British School. The son of Italian parents. Studied at the Academy schools with Millais and Holman Hunt, with whom and one or two others he formed the “Pre-Raphaelite Brotherhood,” profoundly affecting the subsequent developments of British painting.
LONDON, NATIONAL GALLERY
ECCE ANCILLA DOMINI The simplest representation of the Annunciation. In the corner of a small room with whitewashed walls on the right the Virgin-the painter’s sister, Christina Rossetti-in a white linen garment sits half raised from her bed. By her side stands the Angel Gabriel in white, a lily branch in his right hand, and raises his left in salutation. At the head of the bed is a blue curtain; at the foot an embroidered stole hangs from a frame; in the background is an open window through which the Holy Spirit enters as a dove.

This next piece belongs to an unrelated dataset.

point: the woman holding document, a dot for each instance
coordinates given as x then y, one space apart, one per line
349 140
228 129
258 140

Signed and dated 1850.Purchased in 1886.
BEATA BEATRIX Dante’s Beatrice, in a plum-coloured robe and bright green tunic, sits on a balcony on which is a sundial. In the distance is a bridge across the Arno. “The picture illustrates the Vita Nuova,” the painter wrote, ” embodying symbolically the death of Beatrice as treated in that work. The picture is not at all intended to represent death, but to render it under the semblance of a trance in which Beatrice is suddenly rapt from earth to heaven. You will remember how Dante dwells on the desolation of the city in connection with the incident of her death, and for this reason I have introduced it as my background, and made the figure of Dante and Love passing through the street and gazing ominously at one another, conscious of the event; while the bird, a messenger of death, drops the poppy between the hands of Beatrice. She, through her shut lids, is conscious of a new world.”
Commenced in 1863 in memory of his dead wife, whose features are given to Beatrice.
Presented by Georgina, Lady Mount Temple, in 1889.